- Pathfinder

Reply To: Analyze one of the supplementary Bible passages in light of the course content. Do you see evidence of the Hebraic map? Did anything about the passage surprise you? Was there any part of the passage that stuck out to you in particular?

#3860
Erik Nilsen
Participant

Jesus’s response to the sons of Zebedee in Matthew 20:25-28 is perhaps the most explicit acknowledgement of the Hebraic worldview contrasted with that of the Hellenists and the barbarians:
“But Jesus called them over and said, “You know that the rulers of the Gentiles dominate them, and the men of high position exercise power over them. It must not be like that among you.” (v.25-26a)

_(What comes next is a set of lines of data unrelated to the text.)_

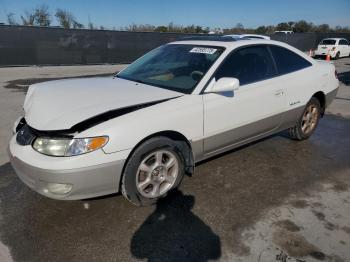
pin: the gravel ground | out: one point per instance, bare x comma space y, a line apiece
273, 200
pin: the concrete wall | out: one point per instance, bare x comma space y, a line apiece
307, 41
25, 45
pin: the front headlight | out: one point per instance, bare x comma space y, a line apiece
68, 146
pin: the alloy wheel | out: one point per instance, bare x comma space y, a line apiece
157, 173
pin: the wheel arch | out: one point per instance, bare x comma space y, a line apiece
321, 97
176, 136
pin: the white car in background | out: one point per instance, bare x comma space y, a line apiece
248, 36
141, 131
335, 47
283, 32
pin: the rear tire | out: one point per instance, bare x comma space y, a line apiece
308, 121
154, 169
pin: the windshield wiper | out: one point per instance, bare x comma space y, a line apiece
130, 79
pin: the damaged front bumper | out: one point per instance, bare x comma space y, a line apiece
67, 178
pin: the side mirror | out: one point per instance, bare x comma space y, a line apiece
225, 84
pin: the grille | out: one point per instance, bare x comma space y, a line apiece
25, 136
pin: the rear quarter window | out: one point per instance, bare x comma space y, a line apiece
287, 61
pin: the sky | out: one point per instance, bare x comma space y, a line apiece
211, 13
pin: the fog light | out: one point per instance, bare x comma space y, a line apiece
59, 189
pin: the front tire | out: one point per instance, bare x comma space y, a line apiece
155, 168
308, 121
337, 56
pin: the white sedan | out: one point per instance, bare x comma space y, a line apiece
334, 47
141, 131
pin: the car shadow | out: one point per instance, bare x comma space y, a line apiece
173, 233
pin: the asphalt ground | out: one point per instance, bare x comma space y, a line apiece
272, 200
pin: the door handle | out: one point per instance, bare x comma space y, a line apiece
279, 92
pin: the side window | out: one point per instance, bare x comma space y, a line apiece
250, 64
287, 61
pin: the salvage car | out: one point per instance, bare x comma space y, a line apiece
334, 47
142, 130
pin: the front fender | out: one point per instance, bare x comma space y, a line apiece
183, 115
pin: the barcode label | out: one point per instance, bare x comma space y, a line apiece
203, 50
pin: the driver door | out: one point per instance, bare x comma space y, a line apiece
254, 109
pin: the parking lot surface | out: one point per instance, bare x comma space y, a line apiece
273, 200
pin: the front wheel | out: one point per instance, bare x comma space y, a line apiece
308, 121
155, 167
337, 56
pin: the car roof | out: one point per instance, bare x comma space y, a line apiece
227, 42
236, 43
333, 38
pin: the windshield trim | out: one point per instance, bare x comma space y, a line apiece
179, 90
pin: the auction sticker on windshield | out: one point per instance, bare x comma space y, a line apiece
203, 50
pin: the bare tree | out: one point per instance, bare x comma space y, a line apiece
90, 24
42, 16
11, 19
28, 18
67, 20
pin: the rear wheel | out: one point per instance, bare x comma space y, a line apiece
156, 167
308, 121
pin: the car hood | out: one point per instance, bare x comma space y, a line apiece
61, 104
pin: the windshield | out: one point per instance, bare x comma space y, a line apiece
328, 42
175, 67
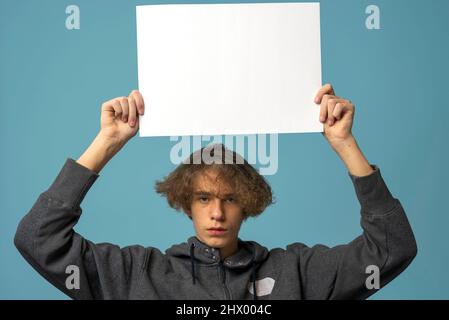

Likewise, in his First Treatise of Government, John Locke points out that, in Genesis 1:28, God granted Adam dominion over the beasts, the birds, and the bugs, but not over other human beings. In the remainder of his First Treatise, Locke develops this argument to disprove the notion that the Bible supports the divine right of kings. On the contrary, Deuteronomy 18:14-20 imposes strict limits on the power of Israelite kings, and sternly warns them against military expansionism.

That being said, I do not think Professor Nicholson is correct to describe a Hebraic worldview, when applied to the ancient Kingdom of Israel, as “pluralistic” or “live and let live” with regard to its neighbors. On multiple occasions throughout the Old Testament, God explicitly commands the Israelites to exterminate the Canaanites and to “blot out the name of Amalek under heaven” for the wickedness of those groups. Even with the clear distinction between pluralism and moral relativism, pluralism as described in this course is a post-Enlightenment ideology rather than a strictly biblical one.